Our second FDA approved option is acamprosate. Its mechanism of action is complex, but ultimately involves stabilizing the disrupted GABA and glutamate neurotransmitter systems. Unlike the remarkably simple once daily dosing of naltrexone, acamprosate prescribed as 333 milligram tablets taken as two pills, three times a day. It's probably not the best choice for patients who have challenges adhering to medication regimens. Nonetheless, it has been studied in dozens of randomized controlled trials with many 1000s of patients and has been shown to be just as effective as naltrexone, particularly for those hoping to maintain abstinence. The most common side effect is diarrhea occurring in about one in eight people. An advantage of acamprosate is that it is renally rather than he hepatically cleared, so it can be used regardless of the extent of a patient's liver disease. Patients with a glomerular filtration rate or GFR between 30 and 50 need half the dose, and patients with a GFR less than 30 should get a different medication entirely.
And our last FDA approved option is disulfiram. Disulfiram is unique among medications in that it works as a deterrent. Let's look at the metabolism of alcohol first to understand disulfiram's mechanism of action. Alcohol is normally metabolized in the liver by the enzyme alcohol dehydrogenase, which breaks it down to its primary toxic metabolite acetaldehyde. Acetaldehyde is then quickly broken down by acetaldehyde dehydrogenase to acetic acid, which is readily excreted in the urine. Disulfiram blocks this second step where acetaldehyde is converted to acetic acid. This leads to the accumulation of toxic acetaldehyde which is very unpleasant to the patient. In essence, if a patient taking this medication drinks any alcohol, they're going to have a very bad day. Flushing, headache, nausea, vomiting, palpitations, it's miserable.

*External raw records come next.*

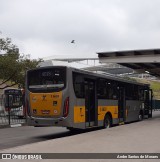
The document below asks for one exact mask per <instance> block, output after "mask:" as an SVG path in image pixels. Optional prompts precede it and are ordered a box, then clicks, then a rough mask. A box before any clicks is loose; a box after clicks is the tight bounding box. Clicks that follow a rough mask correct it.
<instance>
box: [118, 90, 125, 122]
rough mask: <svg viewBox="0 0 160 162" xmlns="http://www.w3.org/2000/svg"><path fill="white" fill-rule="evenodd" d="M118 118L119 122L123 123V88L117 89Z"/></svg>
mask: <svg viewBox="0 0 160 162" xmlns="http://www.w3.org/2000/svg"><path fill="white" fill-rule="evenodd" d="M118 118H119V122H120V123H121V122H125V119H126V100H125V88H123V87H120V88H119V98H118Z"/></svg>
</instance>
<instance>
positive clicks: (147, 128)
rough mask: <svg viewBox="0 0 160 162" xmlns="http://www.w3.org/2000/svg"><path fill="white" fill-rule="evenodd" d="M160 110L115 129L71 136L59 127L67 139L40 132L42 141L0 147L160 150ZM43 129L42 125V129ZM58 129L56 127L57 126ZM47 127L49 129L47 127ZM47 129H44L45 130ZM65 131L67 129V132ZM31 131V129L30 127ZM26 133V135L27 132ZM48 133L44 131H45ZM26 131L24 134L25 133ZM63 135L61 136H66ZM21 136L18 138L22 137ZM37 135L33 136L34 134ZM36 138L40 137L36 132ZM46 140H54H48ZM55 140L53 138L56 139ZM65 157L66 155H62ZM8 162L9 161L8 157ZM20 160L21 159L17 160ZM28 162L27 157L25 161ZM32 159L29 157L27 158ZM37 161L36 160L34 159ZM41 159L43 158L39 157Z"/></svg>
mask: <svg viewBox="0 0 160 162" xmlns="http://www.w3.org/2000/svg"><path fill="white" fill-rule="evenodd" d="M159 128H160V112H154V117H153V118H152V119H148V120H144V121H142V122H135V123H131V124H126V125H122V126H116V127H113V128H111V129H102V130H97V131H91V132H86V133H83V134H76V135H71V134H70V135H68V137H64V136H65V135H62V134H63V133H64V134H65V133H67V132H66V131H65V129H62V128H56V130H58V129H59V131H60V130H61V131H62V132H61V133H60V132H59V133H57V137H60V136H59V135H58V134H61V135H62V136H63V137H64V138H57V139H53V138H54V134H55V133H53V134H52V133H50V135H44V136H42V135H40V139H41V140H42V142H37V143H32V144H28V145H23V146H19V147H14V148H10V149H5V150H0V153H24V154H25V153H128V154H130V153H145V154H148V153H160V129H159ZM38 129H39V128H38ZM45 129H46V128H45ZM54 129H55V128H54ZM46 130H47V129H46ZM43 131H44V130H43ZM63 131H64V132H63ZM26 132H27V130H26ZM26 132H24V134H25V133H26ZM41 133H44V132H41ZM22 134H23V133H22ZM62 136H61V137H62ZM19 138H20V137H18V139H19ZM31 138H33V137H31ZM34 138H36V139H38V138H39V136H38V135H36V136H35V137H34ZM44 139H45V140H46V139H50V140H46V141H44ZM52 139H53V140H52ZM62 158H63V157H62ZM2 161H3V160H2ZM4 161H5V160H4ZM13 161H15V162H16V161H17V160H13ZM24 161H25V160H24ZM26 161H28V160H26ZM32 161H35V160H32ZM36 161H37V162H38V161H41V160H36ZM45 161H47V162H48V161H52V162H53V161H56V162H62V161H64V162H75V161H76V162H82V161H88V162H95V161H96V162H97V161H98V162H106V161H107V162H108V161H109V162H114V161H121V162H122V161H127V162H128V161H129V162H135V161H140V162H159V161H160V160H159V159H155V160H154V159H139V160H137V159H127V160H124V159H108V160H107V159H97V160H95V159H94V158H93V159H88V160H87V159H82V160H81V159H77V160H76V159H64V160H63V159H55V160H53V159H51V160H45Z"/></svg>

For patients who successfully avoid alcohol however, disulfiram is quite well tolerated with rare side effects. These can include headache, hepatotoxicity, and neuropathy. Disulfiram is taken as a 250 milligram pill, once daily, though, we often start with a 500 milligram loading dose for the first week. Since medication adherence can be challenging for medication that causes terrible symptoms, even the most motivated patient may be hesitant to take their morning dose from time to time. So this treatment is most effective when a patient has strong social support at home, helping to encourage them to take their dose. In such circumstances disulfiram is remarkably effective at maintaining abstinence, and can really be quite liberating for patients previously suffering from daily cravings. Having reviewed those three options, let's talk about when to prescribe them.
Maintenance pharmacotherapy should be offered to any patient with AUD, who is either actively drinking or is experiencing cravings to drink. That will certainly include patients admitted to the hospital for alcohol withdrawal, where it should be started before the patient gets discharged. Better yet, start them before your patient gets admitted. It can and should be offered by emergency room providers, hospitalists, primary care providers and psychiatrist. They're easy to prescribe and require no more training than having watched this video. We typically recommend at least three to six months of treatment with these meds, though there's no harm in continuing them indefinitely for patients who are still struggling or those with ongoing risk of relapse. Insurance policies cover each of these medications because they are effective, and they ultimately save the healthcare system money when patients take them. So, please prescribe them.